Era già inserito nel braccio della morte. Condannato a finire la sua vita nel lager, quando l’avanzata delle truppe russe gli fece da apripista alla fuga. Giuseppe Mancini, nato a Seravezza nel 1921 e morto nel 1988, è uno dei tanti prigionieri di guerra, generazione di valore che ha sostenuto a testa alta i momenti più critici. Ieri mattina in Prefettura è stato ricordato nella cerimonia di consegna delle Medaglie d’Onore conferite alla memoria dei militari internati e deportati durante il secondo conflitto mondiale. Il prefetto Giusi Scaduto, alla presenza dei rappresentanti dei Comuni di residenza, ha consegnato i riconoscimenti ai familiari degli internati.
Per Mancini erano presenti la figlia Lucia, il nipote Riccardo Cavirani e ad accompagnarli il vice sindaco di Seravezza Adamo Bernardi.

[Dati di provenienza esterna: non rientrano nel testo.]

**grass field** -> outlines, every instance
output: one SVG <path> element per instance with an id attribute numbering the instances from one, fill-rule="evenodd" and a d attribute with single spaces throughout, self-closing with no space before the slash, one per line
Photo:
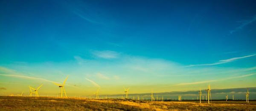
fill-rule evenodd
<path id="1" fill-rule="evenodd" d="M 212 101 L 209 105 L 194 102 L 0 96 L 0 110 L 256 111 L 256 101 Z"/>

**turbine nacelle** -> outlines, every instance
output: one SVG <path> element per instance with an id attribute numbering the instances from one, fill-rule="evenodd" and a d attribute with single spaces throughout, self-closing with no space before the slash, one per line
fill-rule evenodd
<path id="1" fill-rule="evenodd" d="M 65 79 L 65 80 L 64 81 L 64 82 L 63 82 L 63 84 L 62 85 L 61 85 L 59 84 L 53 82 L 53 83 L 54 83 L 56 85 L 58 85 L 59 88 L 61 88 L 61 97 L 62 97 L 62 90 L 64 91 L 64 93 L 65 94 L 65 96 L 66 97 L 67 97 L 67 94 L 66 94 L 66 91 L 65 91 L 65 89 L 64 88 L 64 85 L 65 85 L 65 83 L 66 83 L 66 81 L 67 81 L 67 78 L 68 77 L 68 75 L 67 75 L 67 77 L 66 78 L 66 79 Z"/>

Giuseppe Mancini lasciò un suo memoriale con una vecchia macchina da scrivere, pagine per non dimenticare il dramma della deportazione. Fu catturato dai militari tedeschi e portato nel lager di Thorn in Polonia prima di essere trasferito a Danzica. "Fui mandato a lavorare nel cantiere navale – scrisse – poi quando l’avanzata delle truppe russe si fece minacciosa mi mandarono a fare trincee e fortificazioni sul fronte. Chi si rifiutava veniva fucilato". Poi il tentativo di fuga, le botte subite e il trasferimento nel reparto annientamento in attesa dell’esecuzione. "Il destino fu dalla mia parte – raccontò – e prima che avvenisse la mia eliminazione dai nazisti, l’avanzata delle truppe russe irruppe in maniera molto rapida". La salvezza, il ricovero nell’ospedale militare e il ritorno a casa nell’ottobre del ’45 "dove ormai i miei paesani erano convinti che fossi morto". Giuseppe Mancini ha sempre tramandato con energia quel suo vissuto: nella vita ha fatto il disegnatore di macchine per lavorare il marmo ed è stato impiegato alla Cerpelli pompe. Ha messo su famiglia e, come i grandi uomini delle generazione di un tempo, si è ricostruito. Senza dimenticare. E senza far dimenticare.